One more thing I do is this to prevent FOUC: <style>html{visibility: hidden;opac...

chrismorgan · on April 27, 2021

On your FOUC preventer: please never ever do this. If your styles.css link tag is placed sanely (largely meaning “in the head”), the document won’t be drawn until it’s loaded or failed to load. If it loads successfully, the <style> tag served no purpose. If it fails to load, the <style> tag is now blocking access to the content.

On the rest: I mostly agree.

<title> versus og:title is commonly stupid, especially because consumers will tend to fall back to the <title> tag anyway (though in theory they should differ, with <title> normally including the site name, but og:title not supposed to); og:url and rel=canonical are even more stupid, because consumers will fall back to using the actual URL, so their only purpose is cases where the content is actually found at multiple URLs. (“But og:title and og:url are mandatory for OpenGraph validity!” you say? Please, you didn’t even put the prefix="og: https://ogp.me/ns#" attribute on the root element. No one does. No one cares. And I don’t think anyone cares for at least og:title and og:url either, though <meta property=og:description> versus <meta name=description> is uglier, and you can’t even merge the two or Twitter ignores the thing.)

Why can’t we assume UTF-8 unless told otherwise? Historical reasons, mostly. The web is an old place. Rejoice that everything new is done purely in UTF-8, and be comforted that even some of the older things are slowly shifted to a UTF-8 default over time, as the impacts of doing so become smaller.

The Apple icons are a more complicated historical mess. Be glad it’s down to only one stupid extra tag now, rather than a dozen or so, for each of their different device sizes. The time has come when they could fairly reasonably merge it back into icon, since they’ve given up on all of their fancy appearance of their icons.

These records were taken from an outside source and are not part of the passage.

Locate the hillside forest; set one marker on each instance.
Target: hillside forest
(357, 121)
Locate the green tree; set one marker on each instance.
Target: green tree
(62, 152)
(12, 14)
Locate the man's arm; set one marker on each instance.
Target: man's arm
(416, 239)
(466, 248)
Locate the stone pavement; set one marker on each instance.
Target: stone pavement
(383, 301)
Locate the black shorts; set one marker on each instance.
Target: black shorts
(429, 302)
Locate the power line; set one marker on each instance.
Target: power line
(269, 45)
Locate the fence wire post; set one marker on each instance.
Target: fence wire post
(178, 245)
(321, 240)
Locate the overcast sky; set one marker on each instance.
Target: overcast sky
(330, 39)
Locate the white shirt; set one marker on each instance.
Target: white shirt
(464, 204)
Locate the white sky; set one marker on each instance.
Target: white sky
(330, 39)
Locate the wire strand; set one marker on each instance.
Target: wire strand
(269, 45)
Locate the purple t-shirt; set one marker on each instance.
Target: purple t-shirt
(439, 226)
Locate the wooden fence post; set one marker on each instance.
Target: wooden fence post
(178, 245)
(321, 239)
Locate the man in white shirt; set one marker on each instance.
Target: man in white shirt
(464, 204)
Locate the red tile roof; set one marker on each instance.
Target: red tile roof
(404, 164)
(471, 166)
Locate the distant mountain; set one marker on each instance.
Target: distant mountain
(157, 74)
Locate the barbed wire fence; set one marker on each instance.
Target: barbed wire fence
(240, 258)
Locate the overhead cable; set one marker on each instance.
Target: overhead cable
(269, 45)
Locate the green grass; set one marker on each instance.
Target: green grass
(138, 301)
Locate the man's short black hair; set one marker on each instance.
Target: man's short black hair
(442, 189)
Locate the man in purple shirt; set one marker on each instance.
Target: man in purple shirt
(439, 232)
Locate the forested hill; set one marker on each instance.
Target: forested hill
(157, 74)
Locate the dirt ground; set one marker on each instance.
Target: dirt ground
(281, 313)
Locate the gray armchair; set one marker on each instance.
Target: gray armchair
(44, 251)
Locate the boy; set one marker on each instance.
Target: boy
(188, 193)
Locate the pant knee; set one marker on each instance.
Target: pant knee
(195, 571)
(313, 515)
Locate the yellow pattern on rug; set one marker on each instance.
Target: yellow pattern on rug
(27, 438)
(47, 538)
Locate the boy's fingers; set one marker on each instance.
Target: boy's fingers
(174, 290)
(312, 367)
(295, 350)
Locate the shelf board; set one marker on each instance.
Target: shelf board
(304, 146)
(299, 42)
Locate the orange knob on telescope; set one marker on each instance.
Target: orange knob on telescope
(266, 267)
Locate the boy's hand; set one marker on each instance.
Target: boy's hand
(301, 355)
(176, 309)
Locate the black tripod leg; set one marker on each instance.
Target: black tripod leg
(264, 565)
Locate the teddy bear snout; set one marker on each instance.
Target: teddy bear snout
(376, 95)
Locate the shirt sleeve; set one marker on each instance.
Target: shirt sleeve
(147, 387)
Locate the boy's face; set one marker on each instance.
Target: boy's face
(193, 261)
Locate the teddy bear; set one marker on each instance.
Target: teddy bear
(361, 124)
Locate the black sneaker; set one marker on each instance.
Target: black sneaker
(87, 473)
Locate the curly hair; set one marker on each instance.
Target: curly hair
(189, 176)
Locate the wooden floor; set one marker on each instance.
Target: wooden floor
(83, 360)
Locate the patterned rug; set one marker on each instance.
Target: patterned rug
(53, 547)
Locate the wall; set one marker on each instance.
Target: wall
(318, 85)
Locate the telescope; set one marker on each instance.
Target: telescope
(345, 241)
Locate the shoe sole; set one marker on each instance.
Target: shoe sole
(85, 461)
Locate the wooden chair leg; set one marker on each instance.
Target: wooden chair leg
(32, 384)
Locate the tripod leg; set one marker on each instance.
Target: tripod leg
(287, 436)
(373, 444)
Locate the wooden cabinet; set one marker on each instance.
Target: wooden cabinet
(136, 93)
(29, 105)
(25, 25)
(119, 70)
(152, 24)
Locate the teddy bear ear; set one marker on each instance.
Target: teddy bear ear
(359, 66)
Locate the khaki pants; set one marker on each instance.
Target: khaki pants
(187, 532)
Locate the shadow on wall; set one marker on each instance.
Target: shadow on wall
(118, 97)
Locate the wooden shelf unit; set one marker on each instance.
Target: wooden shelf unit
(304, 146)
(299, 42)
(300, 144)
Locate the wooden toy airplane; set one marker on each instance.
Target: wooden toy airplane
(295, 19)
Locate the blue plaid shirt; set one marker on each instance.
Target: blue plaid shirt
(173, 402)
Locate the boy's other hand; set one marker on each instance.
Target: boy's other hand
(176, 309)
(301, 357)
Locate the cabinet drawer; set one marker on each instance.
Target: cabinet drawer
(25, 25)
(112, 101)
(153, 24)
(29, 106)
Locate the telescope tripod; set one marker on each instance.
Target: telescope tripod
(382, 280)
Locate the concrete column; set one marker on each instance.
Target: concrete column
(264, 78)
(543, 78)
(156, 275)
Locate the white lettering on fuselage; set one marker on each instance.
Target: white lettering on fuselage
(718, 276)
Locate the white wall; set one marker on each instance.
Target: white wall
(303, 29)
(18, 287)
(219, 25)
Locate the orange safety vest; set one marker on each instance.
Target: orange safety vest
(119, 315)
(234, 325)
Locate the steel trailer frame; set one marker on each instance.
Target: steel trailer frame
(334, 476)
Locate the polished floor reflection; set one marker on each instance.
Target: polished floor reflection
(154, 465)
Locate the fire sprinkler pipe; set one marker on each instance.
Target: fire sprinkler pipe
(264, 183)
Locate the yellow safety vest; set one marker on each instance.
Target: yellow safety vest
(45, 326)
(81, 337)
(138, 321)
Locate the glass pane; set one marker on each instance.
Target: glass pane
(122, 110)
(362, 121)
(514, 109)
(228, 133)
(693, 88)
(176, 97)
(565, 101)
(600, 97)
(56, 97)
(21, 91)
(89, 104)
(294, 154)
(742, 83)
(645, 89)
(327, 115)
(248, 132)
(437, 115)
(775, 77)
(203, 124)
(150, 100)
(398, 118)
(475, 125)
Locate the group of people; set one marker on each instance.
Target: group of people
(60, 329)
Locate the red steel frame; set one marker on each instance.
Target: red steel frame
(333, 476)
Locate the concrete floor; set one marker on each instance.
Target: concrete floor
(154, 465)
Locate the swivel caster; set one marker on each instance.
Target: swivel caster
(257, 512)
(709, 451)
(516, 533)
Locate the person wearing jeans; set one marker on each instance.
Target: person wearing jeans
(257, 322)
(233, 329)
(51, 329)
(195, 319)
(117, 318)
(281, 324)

webstrand · on April 27, 2021

In my experience, rel="canonical" is very useful for the very reason that if the content gets served from a different URL, say an archival page or a misconfigured server, you don't end up with two versions of the page being indexed by search engines. I try to add it to every page, now, so long as I can determine the page's canonical URL. I've found that it saves me a lot of future pain, when having to deal with duplicates that I may not even be able to control.

account42 · on April 27, 2021

> so their only purpose is cases where the content is actually found at multiple URLs

Most content can be retrieved using multiple URLs - for example this comment section is available at both https://news.ycombinator.com/item?id=26952557 and https://news.ycombinator.com/item?id=26952557&blah as well as infinite other variants. Even if you only actively link to one version, you can't be sure no one else will fuck it up so rel="canonical" is useful. og:url should just default to that though (no idea if it does).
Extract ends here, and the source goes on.